With no access to navigation meshes or other navigation systems, the agent relies on its neural network model to succeed. Despite this, the agent navigates the village with ease, without walking into buildings. The movement and actions performed by the agent often end up being remarkably similar to that of human gameplay, even though imitation learning is only used for a short period of time at the beginning of training.
Figure 3: MAIL (green) significantly out-performs other techniques. Multi-Action (MA) RL (blue). IL and MA without RL (purple). Single-Action RL (red). The mean and standard deviation over 5 runs are shown for each result. Further details can be found in our paper.
Interestingly, the behavior of the trained MAIL agent is distinctly modal in nature.
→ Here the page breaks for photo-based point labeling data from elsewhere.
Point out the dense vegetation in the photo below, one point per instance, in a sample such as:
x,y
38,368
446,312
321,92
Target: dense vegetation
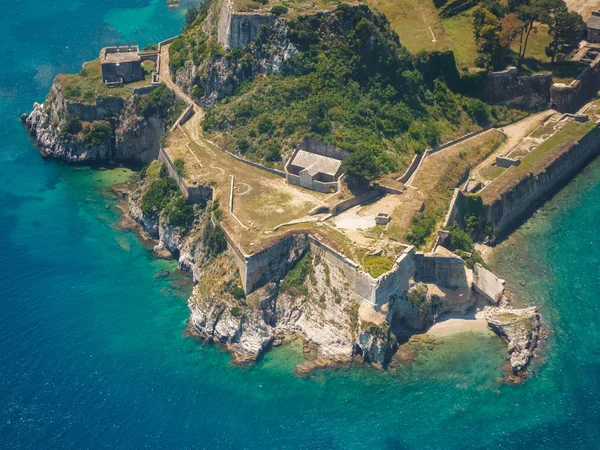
x,y
351,84
500,26
161,103
163,196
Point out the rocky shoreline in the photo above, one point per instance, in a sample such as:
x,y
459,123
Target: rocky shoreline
x,y
333,335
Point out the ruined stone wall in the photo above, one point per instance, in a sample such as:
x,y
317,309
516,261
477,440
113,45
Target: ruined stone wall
x,y
313,145
507,211
272,263
445,271
238,29
568,98
508,86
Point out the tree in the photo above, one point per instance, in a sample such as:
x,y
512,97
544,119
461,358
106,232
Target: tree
x,y
510,28
565,34
363,166
486,27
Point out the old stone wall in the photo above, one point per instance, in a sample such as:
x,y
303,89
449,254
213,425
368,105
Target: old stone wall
x,y
507,211
568,98
238,29
445,271
194,194
528,90
313,145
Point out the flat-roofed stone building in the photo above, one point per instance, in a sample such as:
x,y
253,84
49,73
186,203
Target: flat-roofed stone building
x,y
316,166
593,26
121,65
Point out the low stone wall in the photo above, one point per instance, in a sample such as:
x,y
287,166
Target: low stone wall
x,y
503,161
527,90
145,89
459,140
452,210
344,205
277,172
507,211
411,168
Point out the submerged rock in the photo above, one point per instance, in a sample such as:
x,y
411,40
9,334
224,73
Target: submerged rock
x,y
520,328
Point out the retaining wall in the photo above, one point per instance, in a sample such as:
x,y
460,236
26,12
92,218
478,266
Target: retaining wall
x,y
570,97
507,211
527,90
194,194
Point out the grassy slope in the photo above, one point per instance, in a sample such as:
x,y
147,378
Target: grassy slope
x,y
538,160
459,30
411,19
87,85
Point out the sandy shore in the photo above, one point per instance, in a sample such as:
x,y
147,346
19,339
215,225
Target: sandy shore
x,y
453,325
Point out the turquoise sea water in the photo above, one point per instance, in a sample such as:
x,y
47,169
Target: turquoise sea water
x,y
92,350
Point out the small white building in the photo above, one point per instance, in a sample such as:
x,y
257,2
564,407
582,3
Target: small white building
x,y
316,166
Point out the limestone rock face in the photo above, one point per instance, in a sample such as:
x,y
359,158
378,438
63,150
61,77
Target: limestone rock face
x,y
135,138
520,328
221,76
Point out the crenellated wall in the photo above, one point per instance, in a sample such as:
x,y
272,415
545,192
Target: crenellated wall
x,y
507,211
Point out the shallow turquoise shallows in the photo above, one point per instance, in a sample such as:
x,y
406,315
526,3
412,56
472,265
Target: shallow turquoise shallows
x,y
92,350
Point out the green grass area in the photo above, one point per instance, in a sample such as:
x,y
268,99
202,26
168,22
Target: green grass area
x,y
492,172
377,265
538,160
412,20
87,84
459,30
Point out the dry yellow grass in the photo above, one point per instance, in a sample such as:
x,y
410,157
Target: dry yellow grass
x,y
415,21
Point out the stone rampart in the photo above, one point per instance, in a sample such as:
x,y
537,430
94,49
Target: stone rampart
x,y
507,211
237,29
318,147
194,194
570,97
527,90
445,271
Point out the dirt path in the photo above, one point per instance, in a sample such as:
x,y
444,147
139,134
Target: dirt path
x,y
583,7
165,77
515,133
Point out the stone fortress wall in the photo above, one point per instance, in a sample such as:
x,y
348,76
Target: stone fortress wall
x,y
507,211
526,90
236,29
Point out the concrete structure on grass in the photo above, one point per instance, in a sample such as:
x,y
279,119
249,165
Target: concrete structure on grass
x,y
593,27
316,166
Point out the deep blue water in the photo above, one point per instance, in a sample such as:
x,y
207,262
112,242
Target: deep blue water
x,y
92,350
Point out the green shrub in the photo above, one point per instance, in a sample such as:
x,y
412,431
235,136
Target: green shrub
x,y
238,292
458,240
158,195
70,124
421,228
213,240
279,10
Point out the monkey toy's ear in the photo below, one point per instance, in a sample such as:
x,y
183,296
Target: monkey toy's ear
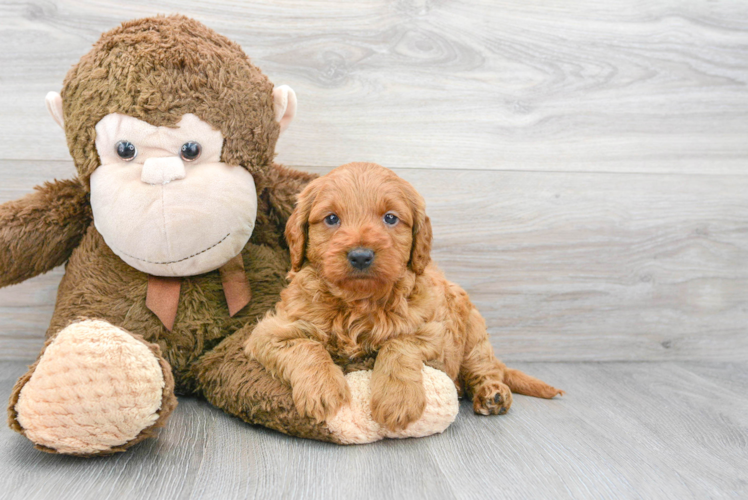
x,y
284,102
54,106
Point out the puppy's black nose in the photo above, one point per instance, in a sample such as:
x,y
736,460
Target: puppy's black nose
x,y
361,258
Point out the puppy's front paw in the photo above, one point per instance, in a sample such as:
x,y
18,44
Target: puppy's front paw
x,y
493,398
321,394
395,403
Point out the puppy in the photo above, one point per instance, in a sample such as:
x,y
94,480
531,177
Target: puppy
x,y
364,293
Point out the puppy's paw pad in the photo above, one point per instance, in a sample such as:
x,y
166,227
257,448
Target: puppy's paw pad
x,y
398,403
321,397
492,399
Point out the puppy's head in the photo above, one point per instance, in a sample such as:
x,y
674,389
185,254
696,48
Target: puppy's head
x,y
362,227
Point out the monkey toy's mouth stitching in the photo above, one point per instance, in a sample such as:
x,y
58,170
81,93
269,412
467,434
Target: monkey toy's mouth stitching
x,y
180,260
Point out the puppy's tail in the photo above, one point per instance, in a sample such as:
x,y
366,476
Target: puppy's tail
x,y
522,383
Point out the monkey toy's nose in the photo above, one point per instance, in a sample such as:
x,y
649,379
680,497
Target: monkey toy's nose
x,y
162,170
361,258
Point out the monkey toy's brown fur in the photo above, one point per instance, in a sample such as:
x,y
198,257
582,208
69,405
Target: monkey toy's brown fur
x,y
203,73
397,314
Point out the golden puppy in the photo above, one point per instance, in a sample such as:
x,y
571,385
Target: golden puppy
x,y
363,293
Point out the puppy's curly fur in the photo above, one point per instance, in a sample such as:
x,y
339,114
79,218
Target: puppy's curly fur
x,y
395,313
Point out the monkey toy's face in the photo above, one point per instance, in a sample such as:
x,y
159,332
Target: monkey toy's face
x,y
163,200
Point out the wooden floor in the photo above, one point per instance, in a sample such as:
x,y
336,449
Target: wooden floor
x,y
624,430
585,166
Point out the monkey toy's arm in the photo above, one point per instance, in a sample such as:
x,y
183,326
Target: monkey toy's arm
x,y
284,186
39,231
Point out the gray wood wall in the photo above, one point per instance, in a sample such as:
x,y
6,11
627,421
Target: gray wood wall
x,y
584,163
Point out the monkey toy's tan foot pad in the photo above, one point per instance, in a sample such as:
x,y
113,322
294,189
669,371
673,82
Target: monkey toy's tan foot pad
x,y
96,389
353,424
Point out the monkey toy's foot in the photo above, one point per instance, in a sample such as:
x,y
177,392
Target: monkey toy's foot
x,y
96,389
353,424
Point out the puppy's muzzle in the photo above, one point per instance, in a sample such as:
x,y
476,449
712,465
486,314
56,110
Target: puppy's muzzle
x,y
361,258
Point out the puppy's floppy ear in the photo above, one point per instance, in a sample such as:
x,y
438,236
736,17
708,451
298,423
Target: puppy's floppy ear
x,y
420,254
297,225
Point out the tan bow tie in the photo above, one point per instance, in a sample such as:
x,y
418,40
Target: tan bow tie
x,y
162,297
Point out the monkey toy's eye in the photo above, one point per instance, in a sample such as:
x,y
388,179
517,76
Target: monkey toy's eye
x,y
126,150
190,151
332,220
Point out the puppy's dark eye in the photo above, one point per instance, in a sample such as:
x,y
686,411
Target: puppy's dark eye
x,y
126,150
332,220
190,151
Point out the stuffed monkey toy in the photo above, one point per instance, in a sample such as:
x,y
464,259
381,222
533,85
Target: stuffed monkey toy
x,y
172,239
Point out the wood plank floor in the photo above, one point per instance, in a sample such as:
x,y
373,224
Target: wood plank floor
x,y
624,430
635,86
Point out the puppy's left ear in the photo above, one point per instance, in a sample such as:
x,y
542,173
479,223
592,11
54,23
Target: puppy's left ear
x,y
420,254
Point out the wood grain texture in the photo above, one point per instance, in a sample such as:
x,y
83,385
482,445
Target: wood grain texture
x,y
635,86
563,266
625,430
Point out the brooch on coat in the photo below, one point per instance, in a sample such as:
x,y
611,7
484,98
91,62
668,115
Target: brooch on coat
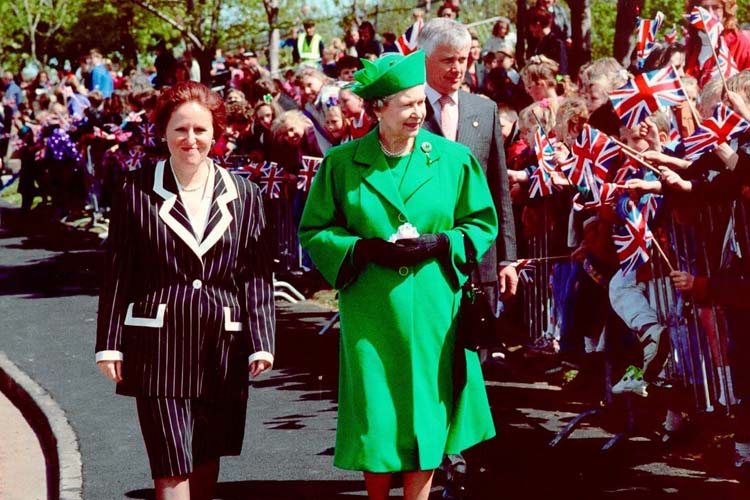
x,y
426,148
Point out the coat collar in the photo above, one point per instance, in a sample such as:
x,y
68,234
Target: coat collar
x,y
421,169
174,214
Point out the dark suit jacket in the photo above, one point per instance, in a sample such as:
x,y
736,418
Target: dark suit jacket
x,y
479,129
186,314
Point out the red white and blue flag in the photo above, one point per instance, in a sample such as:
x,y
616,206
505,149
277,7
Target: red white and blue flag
x,y
307,172
632,240
727,66
591,156
541,178
646,94
148,134
704,21
270,180
407,43
646,30
723,126
671,36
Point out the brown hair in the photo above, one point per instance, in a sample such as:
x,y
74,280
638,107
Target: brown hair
x,y
184,92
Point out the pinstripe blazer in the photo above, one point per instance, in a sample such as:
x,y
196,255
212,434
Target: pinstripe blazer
x,y
479,130
184,315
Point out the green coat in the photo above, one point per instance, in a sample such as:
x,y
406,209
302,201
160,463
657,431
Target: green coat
x,y
397,410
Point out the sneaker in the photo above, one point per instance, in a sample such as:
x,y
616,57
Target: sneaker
x,y
655,344
631,381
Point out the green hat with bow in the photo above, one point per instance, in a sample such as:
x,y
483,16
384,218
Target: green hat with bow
x,y
389,74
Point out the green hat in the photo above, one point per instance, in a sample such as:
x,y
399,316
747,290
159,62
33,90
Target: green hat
x,y
389,74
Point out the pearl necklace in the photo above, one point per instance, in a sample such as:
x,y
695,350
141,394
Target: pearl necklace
x,y
395,154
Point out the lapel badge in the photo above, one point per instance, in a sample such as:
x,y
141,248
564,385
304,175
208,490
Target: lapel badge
x,y
426,148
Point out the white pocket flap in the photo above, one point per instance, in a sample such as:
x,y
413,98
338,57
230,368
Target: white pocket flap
x,y
229,325
156,322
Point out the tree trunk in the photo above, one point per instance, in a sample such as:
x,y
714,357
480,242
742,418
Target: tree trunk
x,y
627,12
580,19
521,33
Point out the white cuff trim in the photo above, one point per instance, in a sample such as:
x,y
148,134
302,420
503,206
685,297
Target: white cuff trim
x,y
263,355
108,356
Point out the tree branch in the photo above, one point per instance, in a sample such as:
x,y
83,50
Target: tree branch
x,y
180,27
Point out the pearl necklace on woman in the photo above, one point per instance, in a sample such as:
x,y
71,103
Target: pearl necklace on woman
x,y
395,154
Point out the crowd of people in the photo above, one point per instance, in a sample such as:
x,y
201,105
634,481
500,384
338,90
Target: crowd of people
x,y
598,164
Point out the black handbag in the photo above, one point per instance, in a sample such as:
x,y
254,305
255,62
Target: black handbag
x,y
476,317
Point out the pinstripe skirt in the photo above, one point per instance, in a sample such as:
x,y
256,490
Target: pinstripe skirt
x,y
183,433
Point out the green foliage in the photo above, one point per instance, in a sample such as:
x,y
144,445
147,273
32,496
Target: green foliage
x,y
603,14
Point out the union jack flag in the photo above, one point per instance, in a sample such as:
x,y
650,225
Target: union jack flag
x,y
134,159
727,66
723,126
407,43
254,168
632,240
270,180
646,30
148,134
704,21
646,93
541,178
306,174
671,36
591,156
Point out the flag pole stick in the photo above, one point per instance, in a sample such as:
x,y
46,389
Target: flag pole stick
x,y
663,255
632,153
693,111
713,51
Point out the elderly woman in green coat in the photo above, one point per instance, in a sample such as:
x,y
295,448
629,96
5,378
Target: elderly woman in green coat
x,y
394,221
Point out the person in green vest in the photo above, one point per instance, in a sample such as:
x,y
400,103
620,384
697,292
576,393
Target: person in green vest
x,y
309,45
395,220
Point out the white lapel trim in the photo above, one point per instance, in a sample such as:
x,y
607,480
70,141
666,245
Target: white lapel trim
x,y
229,194
170,199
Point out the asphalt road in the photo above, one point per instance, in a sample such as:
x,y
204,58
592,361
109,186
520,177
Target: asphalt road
x,y
48,302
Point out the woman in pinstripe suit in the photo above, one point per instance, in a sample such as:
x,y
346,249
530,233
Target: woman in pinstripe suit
x,y
186,308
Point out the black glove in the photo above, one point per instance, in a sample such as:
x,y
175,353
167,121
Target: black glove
x,y
414,250
375,250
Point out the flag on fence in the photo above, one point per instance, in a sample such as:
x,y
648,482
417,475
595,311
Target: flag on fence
x,y
671,36
306,174
148,134
270,180
727,66
407,43
704,21
632,240
646,93
254,168
541,178
592,153
723,126
646,30
134,159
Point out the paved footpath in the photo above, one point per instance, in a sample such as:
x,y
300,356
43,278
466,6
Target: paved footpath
x,y
48,309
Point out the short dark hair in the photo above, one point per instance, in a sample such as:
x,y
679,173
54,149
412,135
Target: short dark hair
x,y
540,15
174,97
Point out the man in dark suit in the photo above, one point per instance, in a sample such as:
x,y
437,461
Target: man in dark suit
x,y
474,122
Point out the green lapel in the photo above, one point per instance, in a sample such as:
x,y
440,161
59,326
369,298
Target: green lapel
x,y
376,172
422,166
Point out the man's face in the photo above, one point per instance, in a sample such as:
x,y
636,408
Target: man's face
x,y
446,67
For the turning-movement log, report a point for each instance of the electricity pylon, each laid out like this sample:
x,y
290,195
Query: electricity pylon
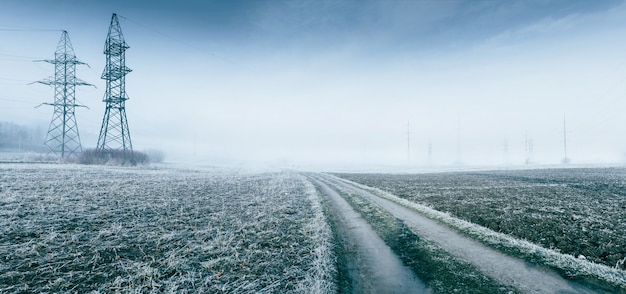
x,y
63,139
114,133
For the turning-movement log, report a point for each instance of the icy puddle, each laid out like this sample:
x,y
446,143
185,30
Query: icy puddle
x,y
371,265
508,270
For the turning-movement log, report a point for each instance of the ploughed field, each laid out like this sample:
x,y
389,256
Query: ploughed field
x,y
84,228
577,211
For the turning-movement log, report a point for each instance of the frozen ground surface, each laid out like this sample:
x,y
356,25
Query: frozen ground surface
x,y
372,266
507,270
66,228
576,211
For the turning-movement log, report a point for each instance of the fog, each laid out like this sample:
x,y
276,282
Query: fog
x,y
335,83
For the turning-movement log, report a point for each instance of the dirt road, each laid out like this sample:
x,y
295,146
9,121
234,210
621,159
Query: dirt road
x,y
370,265
372,254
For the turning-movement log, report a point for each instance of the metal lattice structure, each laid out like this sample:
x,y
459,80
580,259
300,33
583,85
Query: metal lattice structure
x,y
114,133
63,139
Its behavior changes significantly depending upon the agents current state. Certain triggers, such as the agent running low on ammo, cause the agent to drastically alter its style of play. This behavior arises naturally without deliberately partitioning the network to facilitate such behavior, i.e. using concepts such as manager networks.
With even more efficient training techniques, deeper networks with simple architectures might be capable of much higher level reasoning than is currently observed. Examples of some observed behaviors include: searching for the region-of-interest, searching for ammo/health, patrolling the region-of-interest, attacking enemies, fleeing enemies due to low health/ammo, rapidly turning around to face enemies immediately after finding ammo and human like navigation around buildings. These behaviors can be more fully appreciated in the video.
In future work we aim to further enhance the capabilities of the MAIL architecture by adding continuous actions for all rotations. This should provide a number of benefits when combined with the current MAIL architecture. Not only will it provide the agent with more fine grained motor control and reduce the size of the action space, it will also allow much higher quality expert data to be recorded by allowing data to be acquired using a mouse and keyboard or the analogue inputs on a game controller.
We will show more results in the coming weeks.